View Full Version : Executing string as a command in C, is it possible, and if so, how to do it?
crazyfuturamanoob
November 10th, 2008, 02:12 PM
In python, exec does this thing. But is there any equivalent in C for it?
I'm suspecting it is impossible, as C isn't interpreted language. :(
Sinkingships7
November 10th, 2008, 02:17 PM
I think you're looking for the system() function. It takes a string as an arg, like this:
system("cp /data/files /other/location");
You'll need the stdlib.h header for this function.
Cracauer
November 10th, 2008, 02:19 PM
dlopen(3)
CptPicard
November 10th, 2008, 03:37 PM
No, there is no "eval" function (in lisp terms) in C -- runtime evaluation of code -- for exactly the reason you suspect.
crazyfuturamanoob
November 10th, 2008, 03:48 PM
@Sinkingships7:
I don't want to run a command in terminal. I want to execute the string as C code, like:
executemystring("int a = 5;");
printf("%i", a);
crazyfuturamanoob
November 10th, 2008, 03:51 PM
No, there is no "eval" function (in lisp terms) in C -- runtime evaluation of code -- for exactly the reason you suspect.

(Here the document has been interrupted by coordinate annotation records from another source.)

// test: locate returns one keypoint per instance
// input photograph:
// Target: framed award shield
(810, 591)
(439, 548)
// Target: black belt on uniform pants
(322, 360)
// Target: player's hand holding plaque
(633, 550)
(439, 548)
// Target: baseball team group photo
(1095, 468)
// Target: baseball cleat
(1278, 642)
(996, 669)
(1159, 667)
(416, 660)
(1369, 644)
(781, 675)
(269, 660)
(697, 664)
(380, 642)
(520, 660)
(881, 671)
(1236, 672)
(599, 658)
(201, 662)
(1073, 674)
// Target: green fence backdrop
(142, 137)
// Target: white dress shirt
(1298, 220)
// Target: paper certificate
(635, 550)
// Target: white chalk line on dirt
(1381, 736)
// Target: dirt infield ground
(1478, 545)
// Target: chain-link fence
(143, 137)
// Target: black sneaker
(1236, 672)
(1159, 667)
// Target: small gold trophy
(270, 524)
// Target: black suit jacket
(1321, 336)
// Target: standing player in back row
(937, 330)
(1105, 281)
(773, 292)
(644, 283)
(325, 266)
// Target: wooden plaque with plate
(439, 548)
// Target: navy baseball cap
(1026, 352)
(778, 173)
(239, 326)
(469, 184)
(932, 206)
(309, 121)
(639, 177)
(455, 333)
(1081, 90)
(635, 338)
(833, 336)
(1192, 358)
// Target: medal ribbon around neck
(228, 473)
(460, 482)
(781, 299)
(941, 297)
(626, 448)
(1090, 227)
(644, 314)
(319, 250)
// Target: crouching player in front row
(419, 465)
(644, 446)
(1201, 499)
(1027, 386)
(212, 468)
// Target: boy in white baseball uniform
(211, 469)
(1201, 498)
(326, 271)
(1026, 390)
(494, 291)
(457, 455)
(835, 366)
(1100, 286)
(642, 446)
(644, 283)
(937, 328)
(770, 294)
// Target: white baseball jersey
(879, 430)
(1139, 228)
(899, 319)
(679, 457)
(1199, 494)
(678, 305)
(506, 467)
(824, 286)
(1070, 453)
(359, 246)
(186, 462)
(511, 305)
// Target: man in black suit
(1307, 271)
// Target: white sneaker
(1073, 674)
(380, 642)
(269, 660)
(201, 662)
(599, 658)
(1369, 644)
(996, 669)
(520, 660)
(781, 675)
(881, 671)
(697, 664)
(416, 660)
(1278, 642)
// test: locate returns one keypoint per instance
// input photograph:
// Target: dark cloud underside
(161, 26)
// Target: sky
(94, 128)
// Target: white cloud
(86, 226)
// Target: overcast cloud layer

Perhaps I could then embed Python or Lua or any other interpreted language within my program?
CptPicard
November 10th, 2008, 04:21 PM
Perhaps I could then embed Python or Lua or any other interpreted language within my program?
Yep, that's the ticket.
Cracauer
November 10th, 2008, 08:08 PM
@Sinkingships7:
I don't want to run a command in terminal. I want to execute the string as C code, like:
executemystring("int a = 5;");
printf("%i", a);
As I said, dlopen(3) is your only option.
Write C, compile it to an object file, load it, call the function inside.